Kapitel 3

Anjanette stand am oberen Ende der großen Treppe und umklammerte das Geländer, bis ihre Knöchel weiß hervortraten. Sie beobachtete ihn.

Adam betrat das Foyer und lockerte mit einer Hand seine Krawatte. Er sah müde aus, diese Art von erschöpfter Zufriedenheit, die sich nach einem langen Tag voller Krisenmanagement einstellt. Er reichte Stevens seine Jacke, ohne ihn anzusehen.

„Wo ist sie?", fragte Adam.

„Mrs. Horton ist oben, Sir", erwiderte Stevens leise.

Adam blickte auf. Als sein Blick ihren traf, zuckte er nicht zusammen. Er sah nicht schuldbewusst aus. Er sah einfach nur genervt aus.

„Warum stehst du da im Dunkeln?", fragte er. „Und was hast du an?"

Anjanette ging langsam die Treppe hinunter, eine Stufe nach der anderen. Der Schmerz in ihrem Arm war jetzt ein dumpfes Pochen, überschattet von dem Adrenalin, das durch ihre Adern schoss.

„Wo warst du?", fragte sie. Ihre Stimme war fest, erschreckend ruhig.

Adam seufzte und ging an ihr vorbei zur Bar im Wohnzimmer. „Arbeit. Ich habe gehört, du hast dich selbst entlassen. Das war unverantwortlich, Anjanette. Die Ärzte wollten dich zur Beobachtung da behalten."

„Arbeit", wiederholte sie. „Gilt die VIP-Geburtsstation jetzt als Zweigstelle?"

Adam erstarrte. Er war gerade dabei, sich einen Scotch einzuschenken. Die Flüssigkeit schwappte leicht über den Rand. Langsam stellte er die Flasche ab und drehte sich zu ihr um.

„Du bist mir gefolgt?" Seine Stimme sank um eine Oktave. Es war keine Frage; es war eine Anschuldigung.

„Das musste ich nicht", sagte sie. „Du hast dich nicht gerade versteckt. Du hast sie hineingetragen, Adam. Als wäre sie aus Glas."

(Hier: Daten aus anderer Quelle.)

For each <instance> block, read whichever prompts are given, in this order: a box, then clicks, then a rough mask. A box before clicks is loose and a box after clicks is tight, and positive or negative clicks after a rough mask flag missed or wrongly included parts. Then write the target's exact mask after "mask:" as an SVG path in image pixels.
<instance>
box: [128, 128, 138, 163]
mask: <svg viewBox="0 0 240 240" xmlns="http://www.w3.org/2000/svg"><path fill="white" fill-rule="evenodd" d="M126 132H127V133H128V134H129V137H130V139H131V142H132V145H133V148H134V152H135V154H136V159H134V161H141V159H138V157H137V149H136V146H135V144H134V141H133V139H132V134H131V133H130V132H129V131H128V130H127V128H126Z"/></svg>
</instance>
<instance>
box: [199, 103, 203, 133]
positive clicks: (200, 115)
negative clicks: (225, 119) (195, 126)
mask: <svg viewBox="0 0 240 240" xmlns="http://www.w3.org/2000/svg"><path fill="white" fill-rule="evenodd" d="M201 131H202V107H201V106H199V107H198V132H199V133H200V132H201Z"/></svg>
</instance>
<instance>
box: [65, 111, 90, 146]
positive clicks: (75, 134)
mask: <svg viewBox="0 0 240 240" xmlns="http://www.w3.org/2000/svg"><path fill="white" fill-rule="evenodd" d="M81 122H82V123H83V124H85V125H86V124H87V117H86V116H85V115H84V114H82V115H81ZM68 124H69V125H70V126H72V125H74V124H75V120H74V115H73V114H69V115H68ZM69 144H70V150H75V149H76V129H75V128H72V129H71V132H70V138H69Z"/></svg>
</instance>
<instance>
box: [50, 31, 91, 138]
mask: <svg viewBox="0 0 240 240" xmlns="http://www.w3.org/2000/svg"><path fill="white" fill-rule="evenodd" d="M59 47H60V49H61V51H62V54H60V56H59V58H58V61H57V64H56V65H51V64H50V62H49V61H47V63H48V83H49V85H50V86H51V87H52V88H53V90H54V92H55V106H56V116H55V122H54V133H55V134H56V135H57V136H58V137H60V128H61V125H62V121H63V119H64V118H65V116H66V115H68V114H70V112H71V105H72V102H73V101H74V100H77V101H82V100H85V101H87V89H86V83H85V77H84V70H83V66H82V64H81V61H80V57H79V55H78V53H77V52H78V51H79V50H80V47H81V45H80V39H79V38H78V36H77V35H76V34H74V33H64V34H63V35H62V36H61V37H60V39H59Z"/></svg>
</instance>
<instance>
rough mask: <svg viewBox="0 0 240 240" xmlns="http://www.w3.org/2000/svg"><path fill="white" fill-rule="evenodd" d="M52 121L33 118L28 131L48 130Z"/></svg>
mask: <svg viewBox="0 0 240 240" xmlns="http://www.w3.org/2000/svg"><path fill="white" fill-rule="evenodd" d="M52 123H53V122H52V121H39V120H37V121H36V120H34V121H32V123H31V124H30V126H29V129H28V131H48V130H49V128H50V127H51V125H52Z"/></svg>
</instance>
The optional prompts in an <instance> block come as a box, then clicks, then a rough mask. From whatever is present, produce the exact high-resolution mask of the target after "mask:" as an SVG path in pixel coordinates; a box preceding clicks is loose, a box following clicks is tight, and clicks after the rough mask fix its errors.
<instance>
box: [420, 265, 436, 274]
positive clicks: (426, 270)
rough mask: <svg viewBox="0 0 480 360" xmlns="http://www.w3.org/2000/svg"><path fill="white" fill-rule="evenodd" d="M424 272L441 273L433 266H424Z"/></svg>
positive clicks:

Adam nahm einen Schluck von seinem Drink. Er lehnte sich gegen die Mahagonibar und verschränkte die Knöchel. Seine lässige Arroganz war atemberaubend.

„Casie macht eine schwere Zeit durch. Es ist eine Risikoschwangerschaft. Sie brauchte Unterstützung."

„Unterstützung", lachte Anjanette. Es war ein brüchiger, scharfer Laut. „Zwölf Wochen Unterstützung? Seit unserem Jahrestag?"

Adams Kiefer spannte sich an. „Das war ein Versehen. Es war nicht geplant."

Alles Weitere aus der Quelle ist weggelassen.